If you care about accessibility, your links matter more than you think
When I write articles or posts, quite often I become reluctant about where exactly I should put the link to the source - at the end of the sentence or to the specific word (which is not possible in Linkedin) or at the end of the article... So many ways to do it, but the most important question is how that link is experienced by someone using a screen reader?
According to WCAG and multiple usability studies:
screen reader users often navigate by links only
they may not read the full sentence, just a list of links
vague links like “click here” or “this” create confusion and slow navigation
In other words: links must make sense out of context
❌ Common mistakes:
“Click here”
“Read more”
Linking random words like “showed” or “here”

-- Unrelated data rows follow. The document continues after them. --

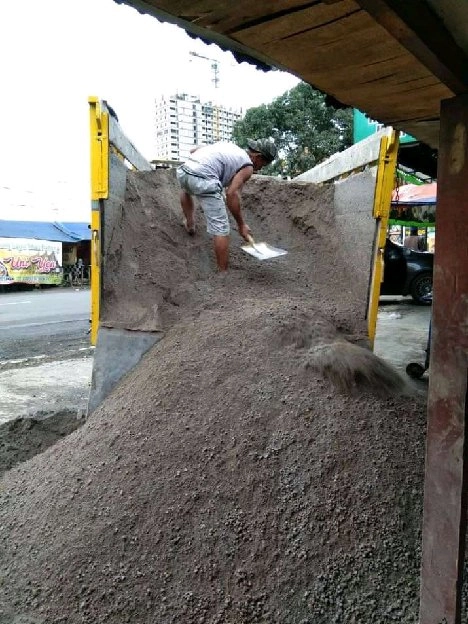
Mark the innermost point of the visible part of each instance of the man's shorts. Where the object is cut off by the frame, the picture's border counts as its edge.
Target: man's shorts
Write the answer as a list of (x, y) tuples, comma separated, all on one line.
[(210, 193)]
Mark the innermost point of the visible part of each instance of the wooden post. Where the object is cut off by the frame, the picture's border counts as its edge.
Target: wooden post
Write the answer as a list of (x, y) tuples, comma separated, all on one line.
[(444, 525)]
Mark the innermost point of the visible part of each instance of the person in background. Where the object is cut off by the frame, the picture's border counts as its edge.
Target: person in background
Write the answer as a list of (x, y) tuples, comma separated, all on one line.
[(414, 241), (206, 173)]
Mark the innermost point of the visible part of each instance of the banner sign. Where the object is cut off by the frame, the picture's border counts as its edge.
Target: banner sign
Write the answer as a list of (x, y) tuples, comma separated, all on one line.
[(412, 215), (30, 261)]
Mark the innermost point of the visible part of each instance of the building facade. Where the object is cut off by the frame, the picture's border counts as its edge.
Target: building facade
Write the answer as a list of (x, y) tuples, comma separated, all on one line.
[(183, 121)]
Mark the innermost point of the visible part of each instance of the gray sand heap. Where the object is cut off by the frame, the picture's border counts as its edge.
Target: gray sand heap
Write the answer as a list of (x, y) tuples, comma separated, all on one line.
[(259, 466)]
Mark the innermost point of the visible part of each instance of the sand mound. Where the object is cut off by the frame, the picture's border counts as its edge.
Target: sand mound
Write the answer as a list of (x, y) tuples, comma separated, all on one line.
[(234, 477)]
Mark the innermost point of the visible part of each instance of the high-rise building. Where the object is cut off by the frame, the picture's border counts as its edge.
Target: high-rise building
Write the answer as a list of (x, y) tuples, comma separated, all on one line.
[(183, 121)]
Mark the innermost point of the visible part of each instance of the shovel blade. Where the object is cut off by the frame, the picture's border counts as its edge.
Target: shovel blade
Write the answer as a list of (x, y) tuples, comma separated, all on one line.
[(263, 251)]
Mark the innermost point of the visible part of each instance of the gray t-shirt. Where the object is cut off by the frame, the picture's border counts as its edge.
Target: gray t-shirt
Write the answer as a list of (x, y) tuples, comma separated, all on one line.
[(219, 160)]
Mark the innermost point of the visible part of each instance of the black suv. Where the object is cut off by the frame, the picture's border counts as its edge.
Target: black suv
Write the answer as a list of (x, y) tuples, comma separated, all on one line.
[(407, 272)]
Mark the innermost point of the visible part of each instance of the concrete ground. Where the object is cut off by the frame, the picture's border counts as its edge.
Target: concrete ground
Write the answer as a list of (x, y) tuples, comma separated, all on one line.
[(48, 361), (45, 355)]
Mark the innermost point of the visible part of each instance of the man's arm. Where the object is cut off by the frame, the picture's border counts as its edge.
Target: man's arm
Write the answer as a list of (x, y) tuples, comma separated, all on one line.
[(233, 201)]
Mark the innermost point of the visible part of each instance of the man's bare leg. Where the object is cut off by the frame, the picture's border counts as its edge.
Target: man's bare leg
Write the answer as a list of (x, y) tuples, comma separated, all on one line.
[(186, 201), (221, 245)]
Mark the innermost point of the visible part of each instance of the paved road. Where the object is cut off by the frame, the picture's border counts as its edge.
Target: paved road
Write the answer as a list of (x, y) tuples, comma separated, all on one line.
[(46, 324)]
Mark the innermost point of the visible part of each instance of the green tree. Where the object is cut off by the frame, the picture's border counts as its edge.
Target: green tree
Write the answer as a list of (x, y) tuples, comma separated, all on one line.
[(305, 130)]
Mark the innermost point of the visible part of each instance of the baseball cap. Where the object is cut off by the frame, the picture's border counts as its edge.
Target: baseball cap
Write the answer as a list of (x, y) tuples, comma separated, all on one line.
[(265, 147)]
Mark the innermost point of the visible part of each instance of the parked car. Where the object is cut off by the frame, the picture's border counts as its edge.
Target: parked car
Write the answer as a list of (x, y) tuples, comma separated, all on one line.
[(407, 272)]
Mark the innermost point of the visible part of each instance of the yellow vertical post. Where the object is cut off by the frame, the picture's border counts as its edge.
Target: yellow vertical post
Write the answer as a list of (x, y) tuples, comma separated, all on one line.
[(382, 200), (99, 144)]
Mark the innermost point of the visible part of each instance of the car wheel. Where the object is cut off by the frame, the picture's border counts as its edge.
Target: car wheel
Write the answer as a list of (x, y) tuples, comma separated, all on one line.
[(421, 289), (415, 370)]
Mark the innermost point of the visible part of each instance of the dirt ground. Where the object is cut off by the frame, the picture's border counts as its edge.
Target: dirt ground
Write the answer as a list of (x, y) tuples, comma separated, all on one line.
[(260, 465), (23, 438)]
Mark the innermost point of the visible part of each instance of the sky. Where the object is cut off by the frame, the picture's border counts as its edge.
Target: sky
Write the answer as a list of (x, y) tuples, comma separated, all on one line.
[(57, 53)]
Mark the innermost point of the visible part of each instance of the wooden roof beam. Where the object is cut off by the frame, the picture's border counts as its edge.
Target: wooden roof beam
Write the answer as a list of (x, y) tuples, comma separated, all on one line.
[(423, 34)]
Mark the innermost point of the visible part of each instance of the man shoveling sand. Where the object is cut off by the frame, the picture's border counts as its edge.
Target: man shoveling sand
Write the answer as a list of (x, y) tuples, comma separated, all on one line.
[(211, 169)]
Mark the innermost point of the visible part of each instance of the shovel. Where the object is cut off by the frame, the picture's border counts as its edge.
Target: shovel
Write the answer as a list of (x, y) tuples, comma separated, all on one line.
[(262, 251)]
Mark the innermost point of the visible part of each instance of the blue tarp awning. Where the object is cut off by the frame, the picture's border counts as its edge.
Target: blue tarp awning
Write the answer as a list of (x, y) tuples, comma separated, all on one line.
[(67, 232)]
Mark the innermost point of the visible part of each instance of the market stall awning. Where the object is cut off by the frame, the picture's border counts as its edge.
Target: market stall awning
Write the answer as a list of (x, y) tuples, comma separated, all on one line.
[(414, 204), (69, 232), (415, 194)]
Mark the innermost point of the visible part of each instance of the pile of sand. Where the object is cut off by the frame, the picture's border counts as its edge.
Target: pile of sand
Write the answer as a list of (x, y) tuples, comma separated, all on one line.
[(256, 467)]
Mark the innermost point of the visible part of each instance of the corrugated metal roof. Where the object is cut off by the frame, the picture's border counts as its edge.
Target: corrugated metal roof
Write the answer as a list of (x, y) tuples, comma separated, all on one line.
[(69, 232)]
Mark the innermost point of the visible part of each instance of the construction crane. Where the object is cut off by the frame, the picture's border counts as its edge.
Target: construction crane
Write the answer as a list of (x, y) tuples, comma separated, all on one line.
[(215, 81), (214, 67)]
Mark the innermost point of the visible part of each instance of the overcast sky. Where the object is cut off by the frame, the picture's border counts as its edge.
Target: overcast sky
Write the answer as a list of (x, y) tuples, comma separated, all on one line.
[(55, 53)]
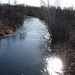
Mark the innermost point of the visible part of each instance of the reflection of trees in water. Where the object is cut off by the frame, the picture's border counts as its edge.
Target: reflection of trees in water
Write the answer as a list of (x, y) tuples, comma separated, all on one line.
[(22, 36)]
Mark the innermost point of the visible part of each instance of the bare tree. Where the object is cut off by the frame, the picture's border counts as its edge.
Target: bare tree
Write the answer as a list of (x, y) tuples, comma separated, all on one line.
[(57, 3), (46, 4)]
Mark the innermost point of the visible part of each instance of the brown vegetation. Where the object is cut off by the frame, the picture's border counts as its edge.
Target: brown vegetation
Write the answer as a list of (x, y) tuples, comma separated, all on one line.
[(11, 17)]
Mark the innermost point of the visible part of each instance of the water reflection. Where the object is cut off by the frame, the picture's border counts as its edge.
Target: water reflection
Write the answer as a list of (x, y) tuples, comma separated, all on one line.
[(54, 66), (22, 52)]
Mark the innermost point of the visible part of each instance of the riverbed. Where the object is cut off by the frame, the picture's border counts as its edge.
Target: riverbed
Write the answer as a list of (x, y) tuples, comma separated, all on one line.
[(26, 51)]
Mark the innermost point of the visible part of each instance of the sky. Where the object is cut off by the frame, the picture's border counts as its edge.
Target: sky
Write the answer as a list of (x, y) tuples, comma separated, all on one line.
[(63, 3)]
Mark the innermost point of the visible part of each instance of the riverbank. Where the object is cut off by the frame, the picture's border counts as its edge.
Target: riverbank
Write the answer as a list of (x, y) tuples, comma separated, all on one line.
[(11, 17)]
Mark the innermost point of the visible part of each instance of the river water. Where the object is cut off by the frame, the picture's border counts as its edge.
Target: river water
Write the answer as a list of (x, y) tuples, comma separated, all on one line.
[(25, 52)]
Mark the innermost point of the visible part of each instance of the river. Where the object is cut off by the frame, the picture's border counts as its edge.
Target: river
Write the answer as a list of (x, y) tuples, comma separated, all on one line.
[(25, 52)]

Dropping a raw URL at the end with no context
Example: “The research showed significant results. Click here.”
A screen reader might announce: “Link: click here”, which is not helpful at all.
A better practice is to make the link text descriptive and meaningful.
Instead of: “The research showed significant results.”
➡️ Write: “The 2023 study on air pollution and lung health showed significant results.” (putting a source link in the phrase “2023 study on air pollution and lung health”). Now a screen reader user hears: “Link: 2023 study on air pollution and lung health”
But LinkedIn doesn’t support embedded links in posts, so using this platform we need to adapt and always give context before the link:
➡️ Solution for Linkedin: “According to a 2023 study on air pollution and lung health: https://…”
➡️ Or: “According to a 2023 study on air pollution and lung health (link in comments)”
A good link answers this question: “If I hear only this link, do I know where it leads?”
Accessibility checklist for links:
1️⃣ Link text clearly describes the destination
2️⃣ No “click here” / “read more” / “this”
3️⃣ Links make sense out of context
4️⃣ Important keywords are part of the link
5️⃣ File type is mentioned if relevant (PDF, video, etc.)
6️⃣ Links are visually distinguishable (not color-only)
7️⃣ On platforms like LinkedIn: context comes before the URL
It is important to remember that accessible links don’t just help screen reader users, they improve clarity for everyone.